Para salir al paso de esas críticas, el secretario de Cultura, José María Lassalle, quiso justificar la pasividad de las instituciones oficiales diciendo que una “fastuosa” conmemoración podría ser entendida como “una politización de la figura de Cervantes”, lo que ha aumentado las suspicacias en el medio cultural, pues, como señaló el académico Luis Mateo Díez, “nada hace que una celebración que rebasa cualquier posible apropiación, sea partidista o no, como la de la figura de Cervantes, se tome con tanta apatía, y lo único que demuestra es la incultura o, peor aún, el desinterés premeditado de quienes no se aplican a darle el lugar que merece y tiene entre los hispanohablantes el mayor genio de nuestra literatura”.

Así las cosas, el pistoletazo de salida llegó finalmente a comienzos de marzo, con la inauguración en la Biblioteca Nacional (BNE) de la exposición Cervantes, de la vida al mito (1616–2016), la cual reúne un importante conjunto de piezas relacionadas con la vida del escritor, provenientes de diversos fondos cervantinos, como el de la propia BNE, el más completo de los conservados en cualquier institución pública del mundo.

Otras actividades destacadas que figuran en el programa —estructurado en cinco bloques que abarcan propuestas de artes escénicas, exposiciones, congresos, restauraciones— son el Ballet Don Quijote, creación de la Compañía Nacional de Danza de España; el proyecto escénico organizado por el Centro Cultural de España para el Festival Cervantino de Guanajuato, Un Quijote de ida y vuelta.
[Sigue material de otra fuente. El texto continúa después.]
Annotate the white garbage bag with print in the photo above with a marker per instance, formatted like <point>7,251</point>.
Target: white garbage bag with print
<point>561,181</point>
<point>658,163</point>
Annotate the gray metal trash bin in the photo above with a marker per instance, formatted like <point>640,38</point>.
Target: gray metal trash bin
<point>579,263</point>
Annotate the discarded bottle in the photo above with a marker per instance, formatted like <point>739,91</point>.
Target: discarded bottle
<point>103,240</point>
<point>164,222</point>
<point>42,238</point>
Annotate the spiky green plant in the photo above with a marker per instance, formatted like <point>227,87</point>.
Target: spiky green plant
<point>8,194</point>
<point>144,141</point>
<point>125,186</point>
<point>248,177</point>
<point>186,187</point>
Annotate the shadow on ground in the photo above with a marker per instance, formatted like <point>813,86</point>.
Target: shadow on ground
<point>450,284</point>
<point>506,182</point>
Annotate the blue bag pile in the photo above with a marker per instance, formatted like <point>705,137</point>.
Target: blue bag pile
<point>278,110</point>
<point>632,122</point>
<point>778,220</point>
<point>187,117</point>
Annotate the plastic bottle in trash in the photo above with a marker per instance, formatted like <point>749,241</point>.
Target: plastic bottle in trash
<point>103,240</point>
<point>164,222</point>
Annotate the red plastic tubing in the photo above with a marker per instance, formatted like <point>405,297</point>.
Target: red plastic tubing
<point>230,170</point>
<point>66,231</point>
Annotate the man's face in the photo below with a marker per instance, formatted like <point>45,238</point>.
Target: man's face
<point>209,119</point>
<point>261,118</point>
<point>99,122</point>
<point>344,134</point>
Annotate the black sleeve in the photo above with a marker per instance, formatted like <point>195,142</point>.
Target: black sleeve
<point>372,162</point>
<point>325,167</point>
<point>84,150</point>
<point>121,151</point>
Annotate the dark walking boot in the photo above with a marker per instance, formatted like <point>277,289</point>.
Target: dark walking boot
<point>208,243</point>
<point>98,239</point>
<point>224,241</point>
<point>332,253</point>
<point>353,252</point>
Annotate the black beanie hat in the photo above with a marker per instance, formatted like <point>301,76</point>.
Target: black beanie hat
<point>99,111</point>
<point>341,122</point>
Miradas cervantinas del viejo y el nuevo mundo, un cruce de miradas entre México y España, cuyo montaje partirá de la convivencia entre un autor y una directora mexicanos que, a través de una mirada contemporánea, buscarán encontrar las resonancias morales e ideológicas que tiene el texto cervantino en el México actual, y la mirada de un autor y un director españoles que buscarán resaltar los valores clásicos presentes en Cervantes; la puesta en escena de la obra musical de Manuel de Falla El retablo de maese Pedro en el Teatro Real; el proyecto organizado por el Hay Festival, Acción Cultural Española y el British Council para conmemorar la coincidencia de los 400 años de las muertes de Cervantes y Shakespeare, en el que doce escritores contemporáneos (seis de habla inglesa y seis de habla hispana) escribirán un texto original e inédito para mostrar la repercusión e influencia internacional de los dos genios literarios; el Encuentro de Escritores y Críticos de las Letras Españolas en Verines dedicado a Cervantes (el 22 y 23 de septiembre); o el ciclo “En el siglo de Cervantes y Shakespeare”, que analizará los aspectos menos conocidos de la obra cervantina y su relación con la obra de Shakespeare, así como su contexto histórico.